The Gluster open source distributed filesystem is out with version 3.3 after a long development cycle. Gluster 3.3 unifies file and object storage and provide a Hadoop HDFS compatible API for Big Data Storage.

GlusterFS 3.3 was originally expected to be released by the end of 2011. John Mark Walker, Community Leader for Gluster.org explained to InternetNews.com that Gluster 3.3 was an unusually long release, for several reasons, including the fact that the scope of the release was fairly large.

“Between HDFS compatibility, Unified File and Object storage, self-healing improvements, granular healing, quorum enforcement and other improvements, a lot went into this release,” Walker said. “We also retooled our community for open governance and transparency and were able to put more resources into QA and release management.”

Walker added that all those changes have improved the project in significant ways, but that may have delayed things for this particular release. Among the significant changes are unified File and Object storage. Walker explained that both object storage and file storage have their pros and cons.

“The file Interface — a low-level rich API, a la POSIX, allows the developer to do many things, but for some operations it is overkill,” Walker said. “Object storage does not give developers nearly the same level of functionality because it is, by design, a simplified data access interface.”
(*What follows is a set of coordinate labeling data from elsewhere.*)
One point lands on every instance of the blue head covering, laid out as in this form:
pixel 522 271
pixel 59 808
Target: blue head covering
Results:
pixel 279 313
On the other hand, object storage allows you to access data via remote, high-latency environments, where a chatty, low-level file interface would perform poorly. In his view, the modern enterprise needs both file and object storage, which is what Gluster 3.3 now delivers. Having both also enables an easier migration to the cloud for enterprise applications.
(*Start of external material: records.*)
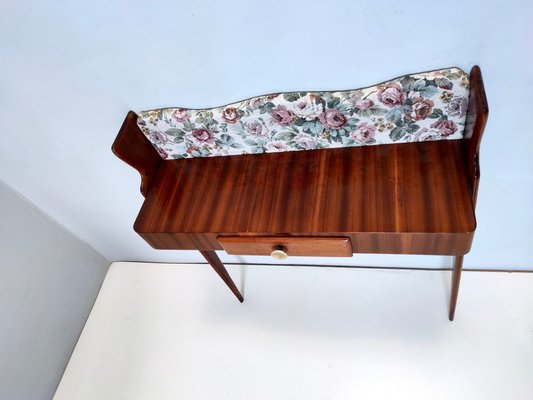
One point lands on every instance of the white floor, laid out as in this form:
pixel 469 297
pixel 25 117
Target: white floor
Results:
pixel 160 331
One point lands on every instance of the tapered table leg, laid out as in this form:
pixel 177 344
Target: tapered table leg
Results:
pixel 456 278
pixel 217 265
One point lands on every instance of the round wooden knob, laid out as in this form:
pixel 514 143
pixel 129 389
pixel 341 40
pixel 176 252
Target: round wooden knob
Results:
pixel 279 253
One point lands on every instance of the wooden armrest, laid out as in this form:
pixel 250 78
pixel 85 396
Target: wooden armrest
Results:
pixel 132 147
pixel 476 119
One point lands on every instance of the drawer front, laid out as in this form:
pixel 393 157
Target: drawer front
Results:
pixel 291 246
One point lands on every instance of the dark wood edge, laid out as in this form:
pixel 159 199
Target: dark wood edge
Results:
pixel 476 119
pixel 132 147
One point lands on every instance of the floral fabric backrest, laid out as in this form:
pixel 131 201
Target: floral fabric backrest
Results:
pixel 426 106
“Enterprise developers and admins don’t want to rewrite their entire storage layer just to create cloud and mobile apps,” Walker said. “We want to allow them continue to use the file interface and let remote devices and web applications access the same data via the object interface.”

Scalability

Gluster 3.3 also provides improvements that make the system more resilient and scalable. Among those improvements are a series of self-healing additions including something known as granular healing. Walker explained that with granular healing, the self-heal process goes block by block on each file to be healed to determine which parts of the file to heal.

“Before this release, you risked service outages while your large, multi-GB VM image recovered from a failure,” Walker said. “In those bad old days, the entire VM would be locked while a self-heal took place. No more.”
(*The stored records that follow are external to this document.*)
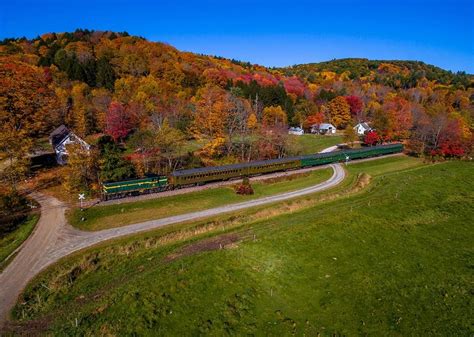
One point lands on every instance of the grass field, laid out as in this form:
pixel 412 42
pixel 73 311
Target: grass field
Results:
pixel 13 240
pixel 309 144
pixel 102 217
pixel 392 260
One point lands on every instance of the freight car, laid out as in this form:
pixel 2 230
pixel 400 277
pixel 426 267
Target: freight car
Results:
pixel 190 177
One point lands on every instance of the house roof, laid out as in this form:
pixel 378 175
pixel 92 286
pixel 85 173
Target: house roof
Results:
pixel 324 126
pixel 58 135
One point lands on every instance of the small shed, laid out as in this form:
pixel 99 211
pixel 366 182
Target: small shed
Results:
pixel 61 137
pixel 362 128
pixel 323 128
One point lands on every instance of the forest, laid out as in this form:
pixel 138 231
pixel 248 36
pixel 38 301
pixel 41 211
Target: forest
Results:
pixel 148 108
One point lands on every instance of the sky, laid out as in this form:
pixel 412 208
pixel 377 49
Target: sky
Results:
pixel 270 33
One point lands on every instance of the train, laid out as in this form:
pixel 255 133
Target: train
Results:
pixel 199 176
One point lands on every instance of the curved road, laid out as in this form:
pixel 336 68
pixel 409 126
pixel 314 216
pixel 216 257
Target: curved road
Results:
pixel 54 238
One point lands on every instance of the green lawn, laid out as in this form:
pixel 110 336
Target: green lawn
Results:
pixel 101 217
pixel 13 240
pixel 392 260
pixel 309 144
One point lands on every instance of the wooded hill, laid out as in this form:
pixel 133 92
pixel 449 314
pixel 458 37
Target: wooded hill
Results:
pixel 153 101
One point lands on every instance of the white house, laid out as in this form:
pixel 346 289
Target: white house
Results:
pixel 362 128
pixel 323 128
pixel 296 131
pixel 61 137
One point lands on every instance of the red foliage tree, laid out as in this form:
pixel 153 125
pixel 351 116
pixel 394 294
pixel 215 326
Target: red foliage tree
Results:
pixel 316 118
pixel 356 105
pixel 451 143
pixel 118 121
pixel 371 138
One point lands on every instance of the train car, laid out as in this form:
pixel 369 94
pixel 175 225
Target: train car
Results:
pixel 201 175
pixel 197 176
pixel 134 187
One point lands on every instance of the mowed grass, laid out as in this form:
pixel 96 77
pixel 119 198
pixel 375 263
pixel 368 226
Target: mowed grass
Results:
pixel 102 217
pixel 393 260
pixel 13 240
pixel 309 143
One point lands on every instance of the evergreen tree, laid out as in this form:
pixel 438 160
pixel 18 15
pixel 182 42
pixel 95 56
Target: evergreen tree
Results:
pixel 113 167
pixel 105 74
The Gluster 3.3 release also has server-side and proactive healing. Walker explained that in proactive self-healing, when a file is modified, each server remembers the list of pending files for a recovered node. The recovered node queries other servers for what must be healed, and then copies over good files.

“Proactive self-heal is implemented by remembering pending operations via use of symlinks to the to-be-healed files. In a synchronous replication volume, each replicated server keeps a list of symlinks in case one or more nodes goes down. The healing process, once the recovered nodes establishes what needs to be healed, is actually quite interesting. The healing process is performed with what is effectively a ghost client, operating on the server, accessing the N+1 synchronously replicated server nodes.

“Previously, for self-heal of replicated volumes to work, there needed to be an actual GlusterFS client mounting the filesystem and kicking off the self-heal process,” Walker commented. “In order to achieve smarter, proactive self-healing, we created server-side self-healing that mimics the use of a GlusterFS client.”

Next Steps For Gluster

Now that Gluster 3.3 is generally available, the Gluster community is looking at a six-month release cycle. The release cycle will be accompanied by community developer/design events, with the first developer summit the week of July 9 in the Bay Area.

Over the course of the Gluster 3.3 development period, Red Hat acquired Gluster for $136 million. GlusterFS is now the cornerstone of the Red Hat Storage solution. Red Hat Storage 2.0 was last updated in April of this year.

As part Red Hat, Gluster as a community has also gone from an open core approach to an open source one.

While Red Hat Storage is based on the core open source Gluster project, it’s not entirely clear when the final Gluster 3.3 release will be reflected in a generally available product from Red Hat.

“We made a decision that Gluster would aim to be the Linux of distributed storage and become the standard for unstructured data,” Walker said. “To do that, we must always take into account the best interests of the community at Gluster.org.